The zoo is home to leopards, lions, tigers, peacocks and other animals. One of the famous attractions in the zoo - a pair of leopards - Julie and Gopal died of old age in 2006. The pair’s cub is still in the zoo.

== Closure notice and later recognition ==
Maharajbagh zoo is one of the smaller zoos in India and has consistently faced a shortage of funds for expansion and maintenance. In 2006, the Ministry of Environment and Forests (India) ordered the Maharashtra government to close smaller zoos in the state if they did not comply with the 1998 National Zoo policy. These orders applied to Nagpur’s zoo as it lacked open enclosures for its animals. Among the 51 objections raised by CZA were that lack of a wall along the nearby open nullah, or water channel, could cause infections among the animals.

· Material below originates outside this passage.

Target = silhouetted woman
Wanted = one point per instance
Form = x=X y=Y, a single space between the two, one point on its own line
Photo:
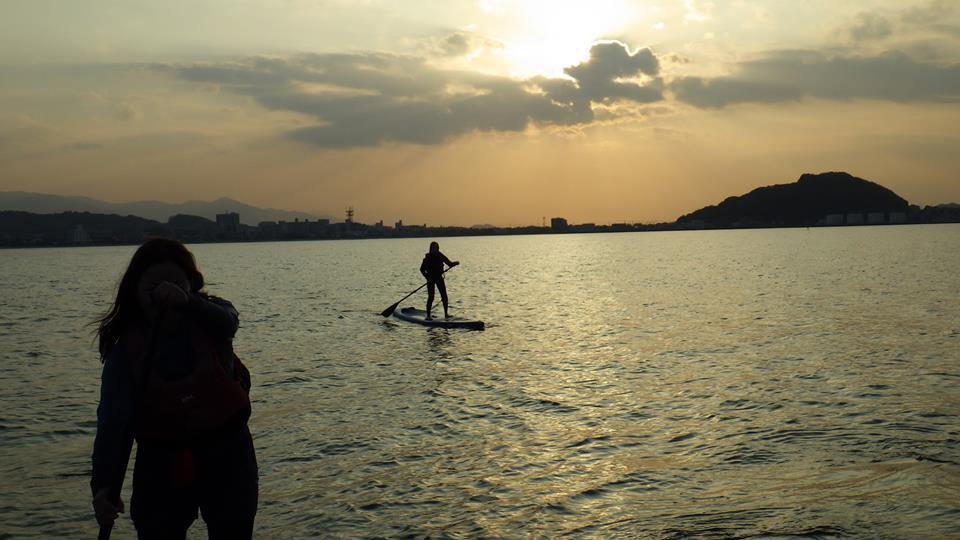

INR 1 lacs from Nagpur Municipal Corporation helped build a wall and open enclosures and the zoo was cleared of notice.

The zoo came under controversy in August 2009, Nagpur's Guardian Minister Balasaheb Thorat entered a tiger's cage flouting India's Wildlife (Protection) Act 1972.

== Project Gorewada ==
In 2001 the Government of Maharashtra had planned a zoo complying with international standards and two locations, Goregaon in Mumbai and Gorewada in Nagpur, were shortlisted. Due to space limitations in Mumbai, the Gorewada site was selected. In 2006, the State government approved the new 1700 acre safari park on Forest Department land near Gorewada lake. Project Gorewada will be based on the example of Singapore's animal parks and will cost around INR 500 crore. The project is expected to attract 25 to 30 lakh tourists each year and will boost Vidarbha's economy. The project will a zoological park satisfying international standards, a botanical garden, a breeding centre, a safari park, night safari, wetlands, an interpretation centre and eco-tourism, a rare combination in India. The State government is in the process of creating the Gondwana Foundation entrusted with some autonomy to finance and build the project. Initially, the Singapore-based Bernard Harrison and Friends were selected for preparing the master plan of the project and now the state government will invite new tenders on a Build Operate Transfer basis for this project.